Scientist Have Found a 'Jack of All Trades' Monkey Species From Old Fossils in China
The scientists believe these monkeys were probably “jacks of all trades” able to navigate in the trees and on land, and their teeth indicated they could eat a wide variety of plants, fruits and flowers.
Scientists have found that the fossil samples unearthed in a lignite mine in China belong to a monkey species that lived about 6.4 million years ago, a discovery which indicates that they existed in Asia at the same time as apes, and are probably the ancestors of some of the modern primates in the area.
According to the researchers, including Nina G. Jablonski from the Pennsylvania State University in the US, the samples collected from a mine in southeastern Yunan Province in China are “some of the very oldest fossils of monkeys outside of Africa.”
“It is close to or actually the ancestor of many of the living monkeys of East Asia. One of the interesting things from the perspective of paleontology is that this monkey occurs at the same place and same time as ancient apes in Asia,” Jablonski noted.
The study, published in the Journal of Human Evolution, noted that the unearthed jaw and thigh bones were found in close proximity, “and are probably of the same individual.”
The scientists also uncovered a left calcaneus — heel bone — that belongs to the same species of monkey, Mesopithecus pentelicus.
“The significance of the calcaneus is that it reveals the monkey was well adapted for moving nimbly and powerfully both on the ground and in the trees,” Jablonski said. “This locomotor versatility no doubt contributed to the success of the species in dispersing across woodland corridors from Europe to Asia.”
According to the researchers, the lower jawbone and upper portion of the leg bone indicate that the individual was female.
The scientists believe these monkeys were probably “jacks of all trades” able to navigate in the trees and on land, and their teeth indicated they could eat a wide variety of plants, fruits and flowers, while apes eat mostly fruit.

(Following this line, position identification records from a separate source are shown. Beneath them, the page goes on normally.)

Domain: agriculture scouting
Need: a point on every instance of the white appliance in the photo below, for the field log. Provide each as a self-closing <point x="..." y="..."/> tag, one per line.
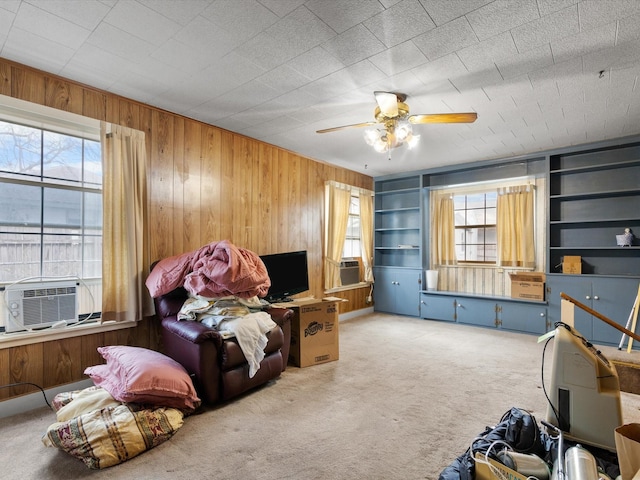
<point x="39" y="305"/>
<point x="585" y="391"/>
<point x="349" y="272"/>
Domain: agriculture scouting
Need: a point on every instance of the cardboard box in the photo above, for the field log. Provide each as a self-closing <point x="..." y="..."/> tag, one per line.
<point x="483" y="472"/>
<point x="572" y="264"/>
<point x="527" y="285"/>
<point x="314" y="333"/>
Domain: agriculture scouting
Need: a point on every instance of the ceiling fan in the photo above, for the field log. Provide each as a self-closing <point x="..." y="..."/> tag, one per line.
<point x="392" y="115"/>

“The thing that is fascinating about this monkey, that we know from molecular anthropology, is that, like other colobines (Old World monkeys), it had the ability to ferment cellulose. It had a gut similar to that of a cow,” said Jablonski.

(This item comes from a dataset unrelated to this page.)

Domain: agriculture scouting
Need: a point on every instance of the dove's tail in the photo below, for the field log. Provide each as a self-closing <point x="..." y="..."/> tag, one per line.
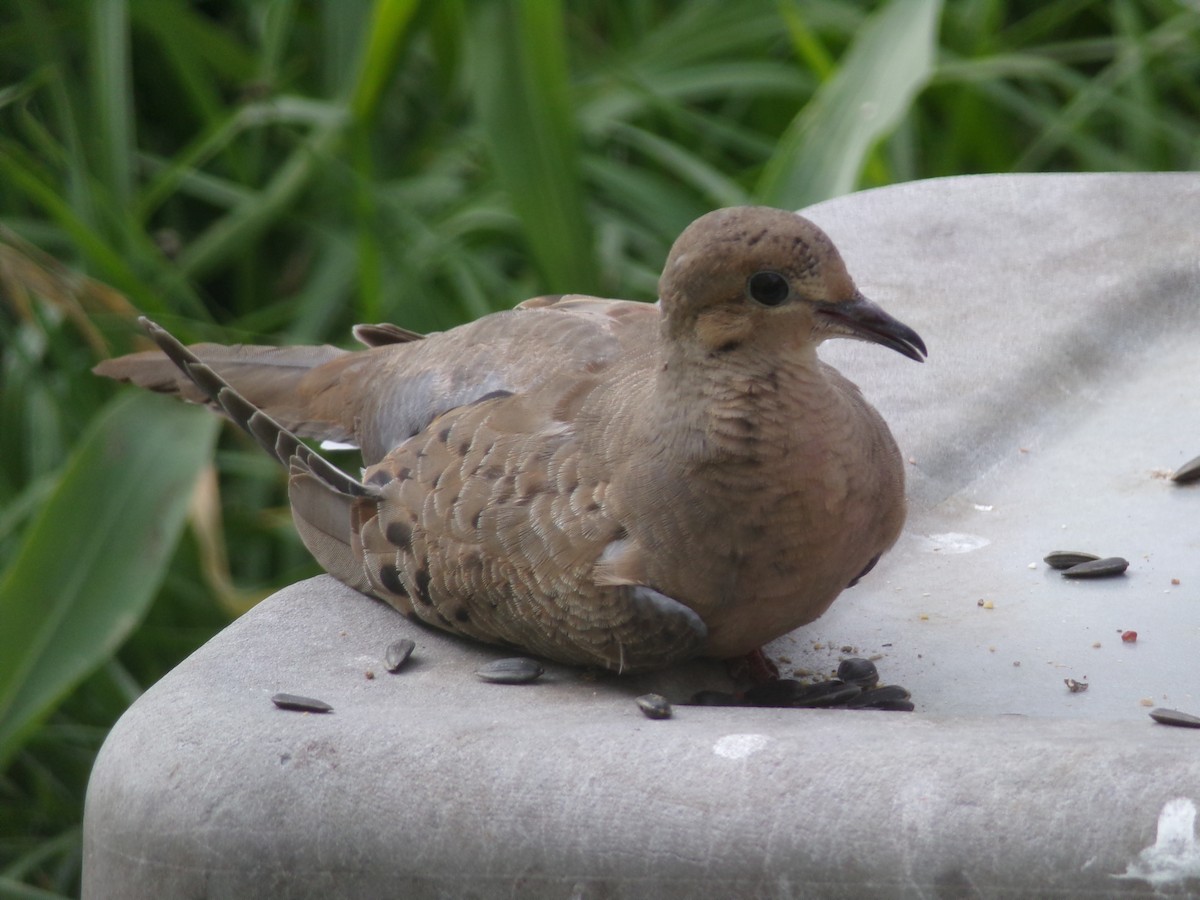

The monkeys were successful, according to the scientists, since they could eat low-quality food high in cellulose and obtain sufficient energy by fermenting the food and using the subsequent fatty acids then available from the bacteria.
They said a similar pathway is used by animals like cows, deer, and goats.

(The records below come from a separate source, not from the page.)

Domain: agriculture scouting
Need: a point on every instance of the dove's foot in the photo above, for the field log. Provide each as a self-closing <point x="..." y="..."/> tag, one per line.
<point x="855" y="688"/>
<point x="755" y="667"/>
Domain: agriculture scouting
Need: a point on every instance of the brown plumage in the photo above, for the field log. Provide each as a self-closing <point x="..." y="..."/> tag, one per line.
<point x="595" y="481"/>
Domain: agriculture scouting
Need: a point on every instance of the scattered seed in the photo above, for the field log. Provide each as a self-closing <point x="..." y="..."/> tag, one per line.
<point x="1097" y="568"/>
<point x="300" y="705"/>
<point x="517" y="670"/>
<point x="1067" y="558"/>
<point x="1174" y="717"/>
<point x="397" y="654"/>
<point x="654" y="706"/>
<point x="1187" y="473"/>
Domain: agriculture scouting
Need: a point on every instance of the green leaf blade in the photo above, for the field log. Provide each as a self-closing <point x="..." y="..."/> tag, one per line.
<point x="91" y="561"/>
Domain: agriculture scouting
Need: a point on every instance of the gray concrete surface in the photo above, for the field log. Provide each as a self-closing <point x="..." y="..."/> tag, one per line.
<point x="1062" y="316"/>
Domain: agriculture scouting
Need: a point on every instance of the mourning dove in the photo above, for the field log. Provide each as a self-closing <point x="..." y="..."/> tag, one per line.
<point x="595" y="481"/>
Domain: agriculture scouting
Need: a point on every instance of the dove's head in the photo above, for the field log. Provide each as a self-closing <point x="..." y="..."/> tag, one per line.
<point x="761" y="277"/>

“Monkeys and apes would have been eating fundamentally different things. Apes eat fruits, flowers, things easy to digest, while monkeys eat leaves, seeds, and even more mature leaves if they have to,” Jablonski said. “Because of this different digestion, they don’t need to drink free water, getting all their water from vegetation.”
The study noted that these monkeys are the same as those found in Greece during the same time period.
Based on the evidence obtained so far, the researchers believe these monkeys did not have to live near bodies of water, and could survive periods of dramatic climatic change.
“Suggesting they spread out from a center somewhere in central Europe and they did it fairly quickly. That is impressive when you think of how long it takes for an animal to disperse tens of thousands of kilometres through forest and woodlands.”
While there is evidence that the species began in Eastern Europe and moved out from there, Jablonski and her team noted that the exact patterns are unknown.
However, they said the dispersal of the species was rapid.
“It shows that once a highly adaptable form sets out, it is successful and can become the ancestral stock of many other species,” Jablonski said.